An unsolved murder and Nazi comedy can’t make Crane a compelling memoir
Silly Little Show-Biz Book Club is Nathan Rabin’s ongoing exploration of books involving show business, with a special emphasis on the very bad and the very sleazy.
Bob Crane is best known for starring in the inexplicably popular Nazi-themed sitcom Hogan’s Heroes and for dying in an unsolved murder related to his secret life as a sex addict and homemade pornographer. He may have been murdered by his partner in swinging and voyeurism John Carpenter. No, not that John Carpenter: an entirely different weird dude from the 1970s obsessed with film, or at least amateur, early video.
As far as distinctions go, those are pretty memorable ones. Paul Schrader, a man who knows a thing or two about sex, guilt, and self-destruction, made a fairly engaging biopic about Crane called Auto Focus, starring a perfectly cast Greg Kinnear, who captured both Crane’s glib charm and his stormy depths.

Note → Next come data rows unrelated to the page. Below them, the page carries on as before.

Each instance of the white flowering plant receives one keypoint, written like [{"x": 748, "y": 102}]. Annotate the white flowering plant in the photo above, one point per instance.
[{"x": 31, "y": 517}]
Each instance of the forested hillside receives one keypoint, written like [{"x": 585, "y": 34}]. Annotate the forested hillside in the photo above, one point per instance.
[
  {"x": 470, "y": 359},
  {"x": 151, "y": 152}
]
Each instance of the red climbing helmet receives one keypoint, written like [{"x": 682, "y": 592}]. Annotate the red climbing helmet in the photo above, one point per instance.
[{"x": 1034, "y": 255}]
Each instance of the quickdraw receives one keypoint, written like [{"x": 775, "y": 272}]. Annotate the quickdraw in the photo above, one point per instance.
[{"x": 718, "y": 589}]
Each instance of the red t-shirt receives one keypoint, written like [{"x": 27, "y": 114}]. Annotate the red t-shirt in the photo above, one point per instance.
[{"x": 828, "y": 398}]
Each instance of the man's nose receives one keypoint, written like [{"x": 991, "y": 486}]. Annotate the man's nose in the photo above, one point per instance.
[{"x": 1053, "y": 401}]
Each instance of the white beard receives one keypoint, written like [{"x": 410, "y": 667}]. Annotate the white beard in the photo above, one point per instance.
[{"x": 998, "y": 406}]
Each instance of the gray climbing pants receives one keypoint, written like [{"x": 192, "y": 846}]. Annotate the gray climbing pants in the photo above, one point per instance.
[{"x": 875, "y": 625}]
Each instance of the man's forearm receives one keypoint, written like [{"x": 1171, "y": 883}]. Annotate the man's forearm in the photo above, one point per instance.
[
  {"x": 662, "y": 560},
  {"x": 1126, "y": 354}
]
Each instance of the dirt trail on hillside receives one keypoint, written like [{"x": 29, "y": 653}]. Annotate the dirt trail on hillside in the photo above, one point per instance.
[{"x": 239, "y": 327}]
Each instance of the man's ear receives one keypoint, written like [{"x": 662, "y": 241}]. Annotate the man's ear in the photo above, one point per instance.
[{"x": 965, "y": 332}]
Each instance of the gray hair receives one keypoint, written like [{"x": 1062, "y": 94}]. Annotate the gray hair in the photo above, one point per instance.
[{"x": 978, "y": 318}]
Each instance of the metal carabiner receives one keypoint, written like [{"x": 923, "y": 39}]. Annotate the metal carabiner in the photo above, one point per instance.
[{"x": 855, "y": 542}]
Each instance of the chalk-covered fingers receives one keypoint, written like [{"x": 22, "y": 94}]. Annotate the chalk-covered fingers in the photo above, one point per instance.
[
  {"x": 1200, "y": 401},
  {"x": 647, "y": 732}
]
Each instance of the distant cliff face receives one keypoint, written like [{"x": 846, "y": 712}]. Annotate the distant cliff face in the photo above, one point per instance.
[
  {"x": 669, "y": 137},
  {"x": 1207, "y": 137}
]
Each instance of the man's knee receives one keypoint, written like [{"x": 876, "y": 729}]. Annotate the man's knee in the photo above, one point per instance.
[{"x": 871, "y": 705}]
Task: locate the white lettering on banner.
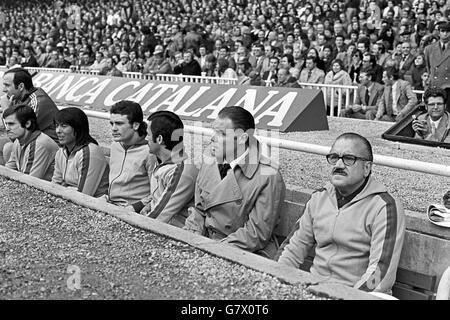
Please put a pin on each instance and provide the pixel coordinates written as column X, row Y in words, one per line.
column 41, row 78
column 70, row 96
column 64, row 87
column 249, row 100
column 182, row 110
column 173, row 100
column 140, row 94
column 162, row 88
column 109, row 99
column 278, row 115
column 94, row 92
column 221, row 101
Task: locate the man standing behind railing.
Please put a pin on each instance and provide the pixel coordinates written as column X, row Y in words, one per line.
column 368, row 96
column 437, row 59
column 188, row 65
column 238, row 192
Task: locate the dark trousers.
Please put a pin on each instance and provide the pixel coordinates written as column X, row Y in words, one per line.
column 447, row 90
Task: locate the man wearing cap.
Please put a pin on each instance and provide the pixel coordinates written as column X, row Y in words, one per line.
column 124, row 64
column 157, row 64
column 437, row 60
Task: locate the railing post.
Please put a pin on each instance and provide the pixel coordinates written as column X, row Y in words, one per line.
column 339, row 101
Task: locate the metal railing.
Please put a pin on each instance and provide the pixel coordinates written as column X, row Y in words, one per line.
column 341, row 97
column 338, row 93
column 270, row 142
column 142, row 76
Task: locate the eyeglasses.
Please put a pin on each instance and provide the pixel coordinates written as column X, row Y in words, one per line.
column 347, row 159
column 439, row 104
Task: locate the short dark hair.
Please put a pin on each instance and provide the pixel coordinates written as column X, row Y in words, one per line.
column 241, row 118
column 23, row 114
column 434, row 92
column 78, row 120
column 357, row 137
column 21, row 76
column 392, row 71
column 168, row 125
column 369, row 72
column 133, row 111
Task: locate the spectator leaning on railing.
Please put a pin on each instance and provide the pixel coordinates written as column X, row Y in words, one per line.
column 143, row 28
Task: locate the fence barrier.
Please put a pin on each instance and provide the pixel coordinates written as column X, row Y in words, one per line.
column 340, row 97
column 270, row 142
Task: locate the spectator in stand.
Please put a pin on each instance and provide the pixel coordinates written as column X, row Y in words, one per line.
column 99, row 63
column 284, row 77
column 436, row 59
column 243, row 71
column 110, row 69
column 29, row 60
column 414, row 74
column 398, row 99
column 368, row 97
column 223, row 69
column 369, row 62
column 188, row 65
column 435, row 124
column 80, row 163
column 355, row 66
column 157, row 64
column 337, row 76
column 379, row 51
column 407, row 60
column 311, row 74
column 33, row 152
column 124, row 64
column 269, row 78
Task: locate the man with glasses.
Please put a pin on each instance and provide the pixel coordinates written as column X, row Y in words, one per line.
column 238, row 191
column 435, row 124
column 369, row 62
column 406, row 60
column 437, row 60
column 356, row 226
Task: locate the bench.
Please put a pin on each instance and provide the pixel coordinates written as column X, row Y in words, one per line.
column 425, row 254
column 414, row 282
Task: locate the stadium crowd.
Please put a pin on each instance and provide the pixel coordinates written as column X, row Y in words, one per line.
column 266, row 43
column 387, row 48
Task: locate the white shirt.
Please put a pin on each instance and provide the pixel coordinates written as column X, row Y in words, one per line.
column 435, row 123
column 395, row 110
column 238, row 159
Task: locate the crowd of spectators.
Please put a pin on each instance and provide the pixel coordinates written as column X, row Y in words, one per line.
column 267, row 43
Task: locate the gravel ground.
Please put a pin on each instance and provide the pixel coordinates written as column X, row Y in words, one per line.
column 302, row 170
column 42, row 237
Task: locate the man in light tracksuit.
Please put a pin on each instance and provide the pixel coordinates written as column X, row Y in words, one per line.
column 357, row 227
column 173, row 177
column 33, row 152
column 130, row 163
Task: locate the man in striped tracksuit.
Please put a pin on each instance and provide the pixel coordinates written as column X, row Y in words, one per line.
column 356, row 225
column 33, row 152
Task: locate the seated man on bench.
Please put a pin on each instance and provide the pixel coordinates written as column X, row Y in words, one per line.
column 238, row 192
column 356, row 225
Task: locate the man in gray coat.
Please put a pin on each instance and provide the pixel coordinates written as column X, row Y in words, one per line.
column 437, row 60
column 238, row 192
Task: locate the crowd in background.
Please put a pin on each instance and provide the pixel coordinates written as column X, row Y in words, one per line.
column 257, row 42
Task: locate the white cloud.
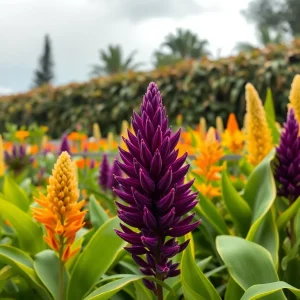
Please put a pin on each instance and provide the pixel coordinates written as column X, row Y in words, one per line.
column 78, row 29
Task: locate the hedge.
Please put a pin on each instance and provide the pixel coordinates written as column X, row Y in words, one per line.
column 191, row 88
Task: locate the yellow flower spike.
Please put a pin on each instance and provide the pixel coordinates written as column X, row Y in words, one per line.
column 219, row 125
column 206, row 164
column 2, row 164
column 96, row 131
column 295, row 96
column 60, row 211
column 259, row 138
column 202, row 125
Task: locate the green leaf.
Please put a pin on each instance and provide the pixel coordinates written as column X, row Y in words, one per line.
column 14, row 194
column 141, row 292
column 46, row 265
column 208, row 209
column 260, row 193
column 248, row 263
column 97, row 213
column 23, row 265
column 108, row 290
column 284, row 218
column 262, row 290
column 97, row 256
column 233, row 290
column 29, row 233
column 194, row 283
column 237, row 207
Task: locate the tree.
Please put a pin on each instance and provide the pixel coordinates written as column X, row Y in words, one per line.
column 279, row 15
column 265, row 37
column 179, row 46
column 113, row 62
column 44, row 73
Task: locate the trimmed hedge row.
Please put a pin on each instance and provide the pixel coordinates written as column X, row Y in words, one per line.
column 191, row 88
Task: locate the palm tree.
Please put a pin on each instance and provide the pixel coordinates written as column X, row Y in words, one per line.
column 182, row 45
column 265, row 37
column 114, row 62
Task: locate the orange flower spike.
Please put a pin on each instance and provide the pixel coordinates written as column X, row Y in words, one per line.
column 210, row 153
column 232, row 124
column 60, row 211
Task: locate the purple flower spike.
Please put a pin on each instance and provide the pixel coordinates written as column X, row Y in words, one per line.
column 287, row 162
column 115, row 172
column 155, row 195
column 64, row 145
column 104, row 173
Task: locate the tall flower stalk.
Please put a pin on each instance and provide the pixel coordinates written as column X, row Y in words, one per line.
column 259, row 138
column 156, row 199
column 61, row 213
column 287, row 163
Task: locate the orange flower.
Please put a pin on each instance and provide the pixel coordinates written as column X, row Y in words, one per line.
column 210, row 154
column 22, row 134
column 60, row 212
column 233, row 138
column 77, row 136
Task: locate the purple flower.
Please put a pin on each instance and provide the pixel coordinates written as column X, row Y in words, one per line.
column 104, row 173
column 115, row 171
column 64, row 145
column 18, row 160
column 287, row 162
column 155, row 195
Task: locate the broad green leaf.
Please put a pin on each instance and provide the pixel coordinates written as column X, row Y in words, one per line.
column 23, row 265
column 98, row 215
column 97, row 256
column 267, row 235
column 290, row 212
column 204, row 262
column 208, row 209
column 46, row 265
column 29, row 233
column 194, row 283
column 141, row 292
column 238, row 208
column 260, row 193
column 248, row 263
column 108, row 290
column 262, row 290
column 297, row 226
column 233, row 290
column 14, row 194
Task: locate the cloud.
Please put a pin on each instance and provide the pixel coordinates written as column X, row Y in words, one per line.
column 139, row 10
column 5, row 91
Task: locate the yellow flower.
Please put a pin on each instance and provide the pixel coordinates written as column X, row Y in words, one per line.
column 295, row 96
column 206, row 164
column 60, row 212
column 96, row 131
column 2, row 165
column 22, row 134
column 259, row 138
column 233, row 138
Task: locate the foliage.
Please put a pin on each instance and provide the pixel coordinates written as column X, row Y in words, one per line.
column 44, row 74
column 114, row 62
column 192, row 88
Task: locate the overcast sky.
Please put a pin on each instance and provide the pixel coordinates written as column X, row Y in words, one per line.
column 79, row 28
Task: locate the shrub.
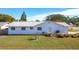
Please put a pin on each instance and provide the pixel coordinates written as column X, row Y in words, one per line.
column 31, row 39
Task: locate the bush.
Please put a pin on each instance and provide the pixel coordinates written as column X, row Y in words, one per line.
column 31, row 39
column 62, row 35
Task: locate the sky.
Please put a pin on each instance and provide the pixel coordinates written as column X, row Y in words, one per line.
column 39, row 13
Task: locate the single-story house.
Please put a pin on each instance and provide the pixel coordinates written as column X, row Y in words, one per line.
column 37, row 27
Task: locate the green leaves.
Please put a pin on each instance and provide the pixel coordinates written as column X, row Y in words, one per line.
column 23, row 17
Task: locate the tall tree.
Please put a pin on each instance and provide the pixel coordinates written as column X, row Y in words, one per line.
column 23, row 17
column 6, row 18
column 56, row 17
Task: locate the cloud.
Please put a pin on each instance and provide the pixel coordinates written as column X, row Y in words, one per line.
column 69, row 12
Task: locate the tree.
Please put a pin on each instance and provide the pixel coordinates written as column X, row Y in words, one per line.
column 37, row 20
column 23, row 17
column 6, row 18
column 56, row 17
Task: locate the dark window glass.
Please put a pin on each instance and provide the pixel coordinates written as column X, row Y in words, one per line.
column 12, row 28
column 31, row 27
column 39, row 28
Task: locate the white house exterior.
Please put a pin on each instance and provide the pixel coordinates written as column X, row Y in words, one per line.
column 37, row 27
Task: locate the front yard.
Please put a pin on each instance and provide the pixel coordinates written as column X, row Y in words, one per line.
column 26, row 42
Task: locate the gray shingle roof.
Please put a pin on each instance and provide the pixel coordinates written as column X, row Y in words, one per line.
column 28, row 24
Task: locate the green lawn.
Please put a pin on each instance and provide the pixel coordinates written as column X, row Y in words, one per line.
column 24, row 42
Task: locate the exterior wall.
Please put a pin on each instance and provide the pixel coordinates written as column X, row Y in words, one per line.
column 46, row 28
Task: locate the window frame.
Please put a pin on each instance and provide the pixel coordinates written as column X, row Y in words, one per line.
column 39, row 28
column 23, row 28
column 12, row 28
column 31, row 28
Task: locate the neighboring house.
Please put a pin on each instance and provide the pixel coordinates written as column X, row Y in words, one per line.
column 37, row 27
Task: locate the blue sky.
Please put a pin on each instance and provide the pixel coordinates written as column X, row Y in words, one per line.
column 38, row 13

When I saw that Crane’s son Robert Crane had written (along with writing partner Christopher Fryer) a book entitled Crane: Sex, Celebrity, And My Father’s Unsolved Murder, I understandably assumed that it would be a book about the elder Bob Crane’s brief, alternately charmed and cursed life and career and awful death. I was wrong. A more accurate title would have been Crane: Some Stuff About Sex, Celebrity, And My Dad’s Unsolved Murder But Mainly My Life As John Candy’s Publicist And My Undistinguished Career As A Freelance Writer.
I did not realize until too late that the Crane in the book’s title was really the author and not his father. The book is a giant bait and switch. I came for an intimate portrayal of a tortured soul who was the picture of wholesome, clean-cut, chipper American masculinity to the public but consumed by his libido in private, as told by someone who knew him like none other. Instead I got a book that dispatches with the Bob Crane stuff relatively early on, then goes on for hundreds of pages about subject matters far less interesting and way more self-indulgent.
That’s a shame, because the stuff related to Bob Crane’s life is genuinely compelling. Crane loved being a big kid. He was his son’s playmate, pal, and hero, an energetic goof who was forever fiddling around with primitive technology, making home movies with his family as the cast and diligently, painstakingly editing the interviews with celebrities who were a major component of his popular Bob Crane Show radio show on KNX-CBS. Bob Crane was a radio personality in the truest sense, a man whose energy and curiosity never flagged, who intuitively liked people and had a snappy line of patter for everyone.
He also loved gizmos: recording equipment, video equipment, film equipment, it didn’t matter. At the beginning, Crane’s almost Nixon-like obsession with recording things was relatively innocent. It was the stuff of home movies and radio shows. But as Crane’s life darkened and he moved away from the security of his life as a family man and further into a shadowy nightmare world of sexual compulsion, his use of technology grew more disturbing. As an enthusiastic homemade pornographer, his life focused more on providing a never-ending stream of casual encounters to document for posterity over his family and career.
If Crane was legitimately a book about the author’s father and was about half as long, it might be worth reading. Bob Crane comes alive in his son’s affectionate prose. The younger Crane creates a vivid portrait of life as a celebrity’s child in an exciting and tumultuous era. The portions involving the aftermath of Crane’s murder are chilling.
The subtitle suggests that the book will be a journalistic investigation into his father’s murder, like James Ellroy’s My Dark Places, which was partially about his life, and partially about his mother’s long-unsolved murder. That does not turn out to be the case here. I went into the book assuming, like most did, that Crane’s murderer was John Carpenter. If Carpenter were innocent, would someone as creepy as Willem Dafoe have played him a movie? Carpenter was tried for the murder but was acquitted, largely due to the incompetence of the law enforcement folks handling the case.